Given the potential use cases and the sheer number of citizens whose only net-capable devices are mobile phones, mobile access to government data is definitely important. The trouble is when governments pick winners and losers, developing a presence on iPhone but not Android, or Facebook but not MySpace.
It's not only the numbers of iPhone or Facebook users that attract governments. It's the prestige. According to O'Reilly Radar's government 2.0 reporter Alex Howard, "government technology shops, judging by their output, have become afflicted with a kind of 'shiny app syndrome,' given that an app is a substantive accomplishment that can be trotted out for officials and the public."
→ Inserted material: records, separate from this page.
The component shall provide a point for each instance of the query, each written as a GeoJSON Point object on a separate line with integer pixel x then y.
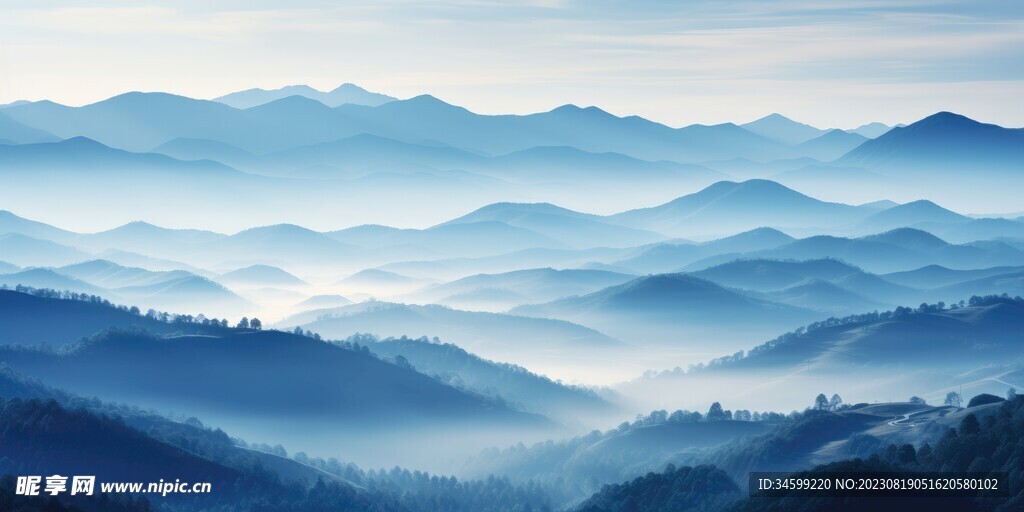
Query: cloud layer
{"type": "Point", "coordinates": [832, 64]}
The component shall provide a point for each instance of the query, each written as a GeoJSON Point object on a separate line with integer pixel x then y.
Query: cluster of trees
{"type": "Point", "coordinates": [822, 402]}
{"type": "Point", "coordinates": [715, 413]}
{"type": "Point", "coordinates": [163, 316]}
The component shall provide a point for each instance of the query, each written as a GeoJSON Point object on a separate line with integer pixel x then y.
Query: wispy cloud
{"type": "Point", "coordinates": [677, 61]}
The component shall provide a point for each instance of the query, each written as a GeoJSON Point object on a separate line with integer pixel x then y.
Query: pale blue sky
{"type": "Point", "coordinates": [833, 64]}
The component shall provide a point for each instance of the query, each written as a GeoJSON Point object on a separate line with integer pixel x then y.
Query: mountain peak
{"type": "Point", "coordinates": [782, 129]}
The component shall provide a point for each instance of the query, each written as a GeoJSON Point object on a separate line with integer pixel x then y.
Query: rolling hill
{"type": "Point", "coordinates": [670, 309]}
{"type": "Point", "coordinates": [729, 207]}
{"type": "Point", "coordinates": [939, 142]}
{"type": "Point", "coordinates": [514, 384]}
{"type": "Point", "coordinates": [898, 250]}
{"type": "Point", "coordinates": [782, 129]}
{"type": "Point", "coordinates": [668, 257]}
{"type": "Point", "coordinates": [344, 93]}
{"type": "Point", "coordinates": [260, 275]}
{"type": "Point", "coordinates": [519, 287]}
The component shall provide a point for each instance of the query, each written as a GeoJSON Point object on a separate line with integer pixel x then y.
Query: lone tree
{"type": "Point", "coordinates": [821, 402]}
{"type": "Point", "coordinates": [835, 402]}
{"type": "Point", "coordinates": [716, 413]}
{"type": "Point", "coordinates": [953, 398]}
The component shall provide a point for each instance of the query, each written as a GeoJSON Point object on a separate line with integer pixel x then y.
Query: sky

Brownell Chalstrom, a Manor Govfresh delegate, says that governments looking to develop for mobile should first look to create open websites using rich web standards like HTML5 and CSS3, and only then look to develop applications for platforms limited to users of an individual device or service. Open standards for open government, if you will.
"The goals that public officials pursue when they create new .gov websites or applications should be based upon civic good," Howard writes. "If that civic good is to be rendered to a population increasingly connected to one another through smartphones, tablets and cellphones, truly open governments will employ methods that provide access to all citizens, not just the privileged few."